Brodie told the Justice that she was "very proud" to receive the Gabbay Award. "It was very, very nice," she said.
According to its website, the Gabbay Award was created by the trustees of the Jacob and Louise Gabbay Foundation "to recognize, as early as possible in their careers, scientists in academia, medicine, or industry whose work had outstanding scientific content and significant practical consequences in the biomedical sciences." The website also states that the award consists of a $15,000 cash prize and a medallion.

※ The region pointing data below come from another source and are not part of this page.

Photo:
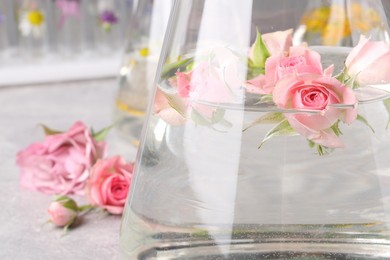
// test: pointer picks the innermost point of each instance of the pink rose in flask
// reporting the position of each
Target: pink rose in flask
(316, 93)
(60, 165)
(109, 184)
(368, 62)
(299, 59)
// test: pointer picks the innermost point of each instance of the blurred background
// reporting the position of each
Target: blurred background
(57, 40)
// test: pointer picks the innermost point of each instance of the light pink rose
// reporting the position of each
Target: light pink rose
(61, 164)
(109, 184)
(368, 62)
(299, 59)
(316, 93)
(63, 212)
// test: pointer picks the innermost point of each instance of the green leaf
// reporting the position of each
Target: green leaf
(177, 105)
(199, 118)
(282, 129)
(269, 118)
(364, 121)
(217, 116)
(336, 129)
(85, 208)
(171, 68)
(67, 203)
(386, 102)
(102, 134)
(260, 52)
(49, 131)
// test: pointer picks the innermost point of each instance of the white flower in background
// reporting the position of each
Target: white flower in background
(31, 23)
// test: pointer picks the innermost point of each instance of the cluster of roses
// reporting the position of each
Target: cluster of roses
(75, 163)
(292, 77)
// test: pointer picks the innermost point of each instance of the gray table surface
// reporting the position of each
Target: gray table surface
(24, 233)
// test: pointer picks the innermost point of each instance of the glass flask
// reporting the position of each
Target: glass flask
(145, 37)
(259, 147)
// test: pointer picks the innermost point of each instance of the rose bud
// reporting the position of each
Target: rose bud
(63, 211)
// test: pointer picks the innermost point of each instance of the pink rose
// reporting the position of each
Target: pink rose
(317, 93)
(368, 62)
(61, 164)
(63, 211)
(109, 184)
(299, 60)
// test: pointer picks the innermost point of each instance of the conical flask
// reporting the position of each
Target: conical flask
(258, 147)
(145, 37)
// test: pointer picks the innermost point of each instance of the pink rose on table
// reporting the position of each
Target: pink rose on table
(61, 164)
(109, 184)
(299, 59)
(63, 211)
(368, 62)
(316, 92)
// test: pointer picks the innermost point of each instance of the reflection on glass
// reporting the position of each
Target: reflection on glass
(139, 64)
(261, 146)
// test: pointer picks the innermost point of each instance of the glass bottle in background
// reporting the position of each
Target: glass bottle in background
(32, 28)
(3, 29)
(108, 25)
(67, 25)
(258, 148)
(139, 63)
(334, 22)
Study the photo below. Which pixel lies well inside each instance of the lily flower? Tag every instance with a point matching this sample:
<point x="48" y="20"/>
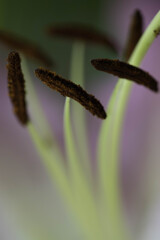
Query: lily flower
<point x="93" y="199"/>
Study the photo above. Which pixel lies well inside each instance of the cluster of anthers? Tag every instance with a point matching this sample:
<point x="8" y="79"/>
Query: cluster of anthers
<point x="69" y="89"/>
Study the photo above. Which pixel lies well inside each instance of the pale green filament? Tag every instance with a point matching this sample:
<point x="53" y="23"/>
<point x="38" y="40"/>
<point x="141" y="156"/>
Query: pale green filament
<point x="79" y="121"/>
<point x="52" y="163"/>
<point x="38" y="115"/>
<point x="85" y="204"/>
<point x="109" y="140"/>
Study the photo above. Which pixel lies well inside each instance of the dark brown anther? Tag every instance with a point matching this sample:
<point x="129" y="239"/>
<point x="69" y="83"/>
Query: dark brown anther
<point x="27" y="48"/>
<point x="83" y="33"/>
<point x="127" y="71"/>
<point x="134" y="34"/>
<point x="70" y="89"/>
<point x="16" y="87"/>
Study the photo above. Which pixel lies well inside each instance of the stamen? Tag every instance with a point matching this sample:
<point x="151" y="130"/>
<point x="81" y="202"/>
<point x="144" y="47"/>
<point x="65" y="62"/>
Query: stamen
<point x="127" y="71"/>
<point x="70" y="89"/>
<point x="82" y="32"/>
<point x="135" y="32"/>
<point x="26" y="47"/>
<point x="16" y="87"/>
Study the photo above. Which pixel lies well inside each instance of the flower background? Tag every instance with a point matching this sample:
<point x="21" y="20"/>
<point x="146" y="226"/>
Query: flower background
<point x="30" y="206"/>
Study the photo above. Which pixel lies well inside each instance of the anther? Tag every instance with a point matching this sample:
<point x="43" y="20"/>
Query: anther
<point x="70" y="89"/>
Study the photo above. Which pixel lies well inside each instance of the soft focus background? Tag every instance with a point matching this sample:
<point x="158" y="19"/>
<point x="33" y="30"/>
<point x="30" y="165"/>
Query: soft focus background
<point x="30" y="207"/>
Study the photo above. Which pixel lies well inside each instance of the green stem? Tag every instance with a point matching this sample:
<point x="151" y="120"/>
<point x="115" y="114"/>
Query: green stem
<point x="110" y="134"/>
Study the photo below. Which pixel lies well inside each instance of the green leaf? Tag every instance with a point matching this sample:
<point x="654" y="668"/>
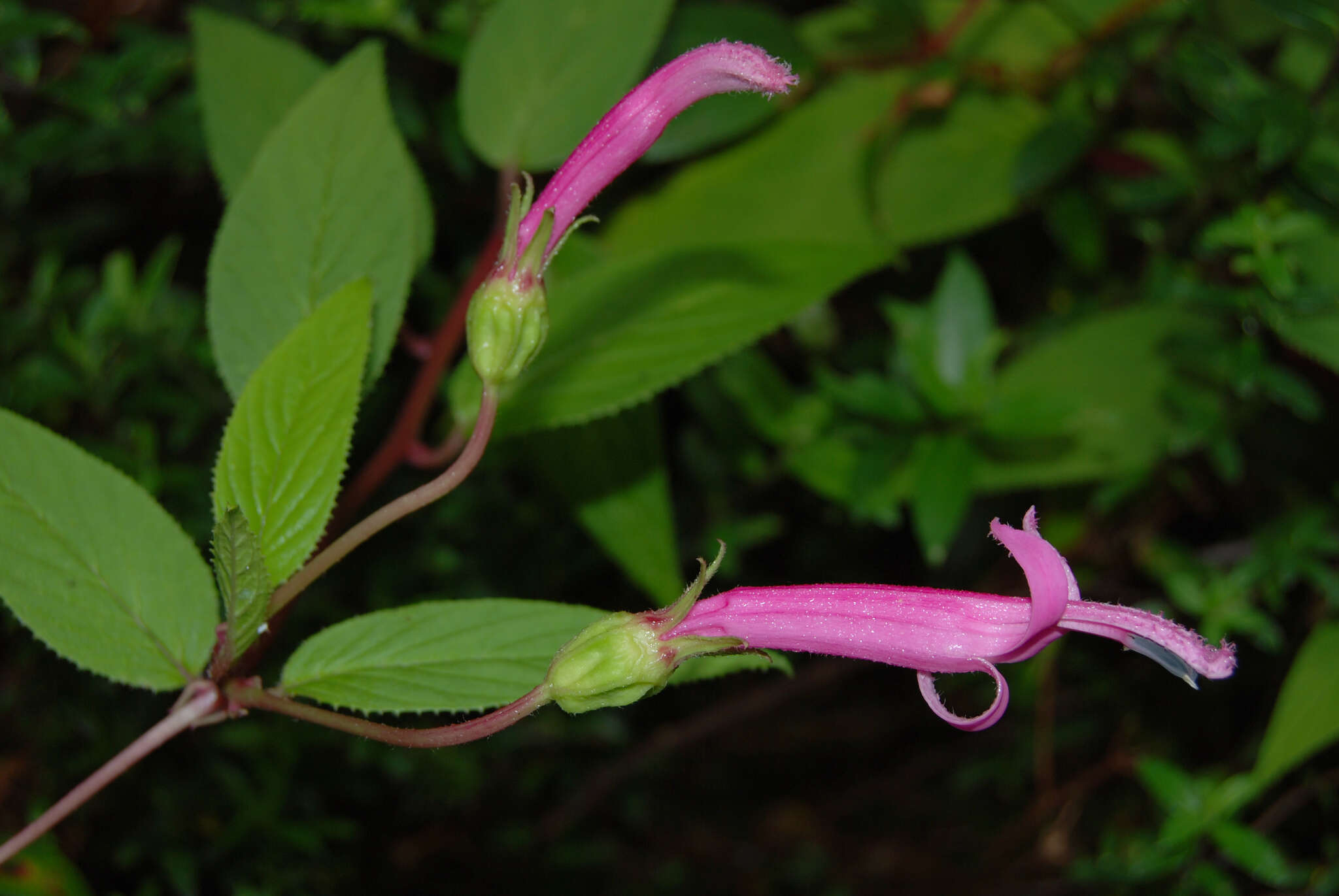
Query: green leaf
<point x="950" y="344"/>
<point x="94" y="567"/>
<point x="287" y="441"/>
<point x="1257" y="855"/>
<point x="954" y="173"/>
<point x="944" y="469"/>
<point x="703" y="669"/>
<point x="241" y="576"/>
<point x="441" y="655"/>
<point x="612" y="473"/>
<point x="539" y="74"/>
<point x="248" y="79"/>
<point x="623" y="331"/>
<point x="801" y="180"/>
<point x="1091" y="401"/>
<point x="718" y="120"/>
<point x="1306" y="716"/>
<point x="330" y="199"/>
<point x="1178" y="792"/>
<point x="1315" y="335"/>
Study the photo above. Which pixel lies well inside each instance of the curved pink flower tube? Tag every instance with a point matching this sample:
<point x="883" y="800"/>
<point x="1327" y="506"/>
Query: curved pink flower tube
<point x="636" y="122"/>
<point x="951" y="631"/>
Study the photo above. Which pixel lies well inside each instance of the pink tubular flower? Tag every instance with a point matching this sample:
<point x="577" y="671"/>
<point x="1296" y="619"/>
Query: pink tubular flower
<point x="508" y="319"/>
<point x="636" y="122"/>
<point x="951" y="631"/>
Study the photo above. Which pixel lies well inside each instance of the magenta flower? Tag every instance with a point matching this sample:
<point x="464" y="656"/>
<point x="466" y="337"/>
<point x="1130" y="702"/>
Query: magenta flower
<point x="636" y="122"/>
<point x="951" y="631"/>
<point x="508" y="318"/>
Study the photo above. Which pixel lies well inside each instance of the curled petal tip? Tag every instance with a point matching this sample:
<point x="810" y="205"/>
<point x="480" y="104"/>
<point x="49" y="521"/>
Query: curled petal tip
<point x="981" y="722"/>
<point x="751" y="66"/>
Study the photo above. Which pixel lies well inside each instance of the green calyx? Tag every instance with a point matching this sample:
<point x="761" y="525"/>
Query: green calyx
<point x="505" y="327"/>
<point x="620" y="658"/>
<point x="509" y="314"/>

The winner of the award also delivers a lecture at Brandeis about his or her work and attends a dinner afterward at which the formal presentation takes place, according to the website.
Brodie delivered her award lecture, titled, "Aromatase Inhibitors and Breast Cancer: Concept to Clinic" at Brandeis last Tuesday. She said that she hoped that the event attendees, who consisted of students, university administrators, faculty and breast cancer patients from outside the Brandeis community, went away with the message that "it's not so difficult or daunting a task to take something from the laboratory . into the clinic if you really think it's going to work."
Prof. Dagmar Ringe (BCHM), chair of the committee that selects the recipient of the Gabbay Award, said in an interview with the Justice that the committee was looking for a candidate who took basic research and successfully translated it into practical application. Reflecting on Brodie's work, Ringe said that Brodie "personifies that particular aspect absolutely perfectly." Ringe also said that this year, 10 candidates were considered for the award.
Brodie told the Justice that she became interested in breast cancer research during her years as a graduate student in her home country, the United Kingdom, when she was first introduced to the subject. She said that at that time, not much was known about breast cancer and that "patients underwent rather gruesome procedures and treatments, and I felt then that there had to be a better way of doing it."
"In the past the only way to reduce the estrogen, to stop the tumors from growing, was surgical, so they removed the ovaries and awful things like that. But actually it wasn't that effective because most of the patients were actually older women when the ovaries weren't producing estrogen and the estrogen is produced elsewhere. In that case, a drug approach would obviously be much better, which is what we did," Brodie said in an interview with the Justice. Brodie said that her lab is currently looking at patients who lack estrogen receptors and tumors that have become resistant to the aromatase treatment.
In the case of patients who do not have estrogen receptors, Brodie said, "It seemed that the estrogen receptor gene was silenced, so we used inhibitors to prevent the silencing or reverse the silencing. They would induce the estrogen receptors and the aromatase, and then we could block those with our aromatase inhibitors." She said this procedure has "worked really well" in animal studies and that human trials will take place in Chicago and Maryland.
Regarding tumors that have become resistant to the aromatase treatment, Brodie said that her lab has received "a good response" when the treatment consisted of blocking the stimulation of a well-known oncogene-a gene that turns a normal cell into a tumor cell when mutated-in breast cancer and utilizing aromatase inhibitors.
"In the past 15 years now, because of the early diagnosis with the mammograms and these types of treatments, death from breast cancer has gone down by about 50 percent," Brodie said.
According to the BrandeisNOW article, Brodie also received the Dorothy P. Landon-AACR Prize for Transitional Cancer Research in 2006 from the American Association for Cancer Research and one of the three annual Charles F. Kettering Prizes for cancer research in 2005.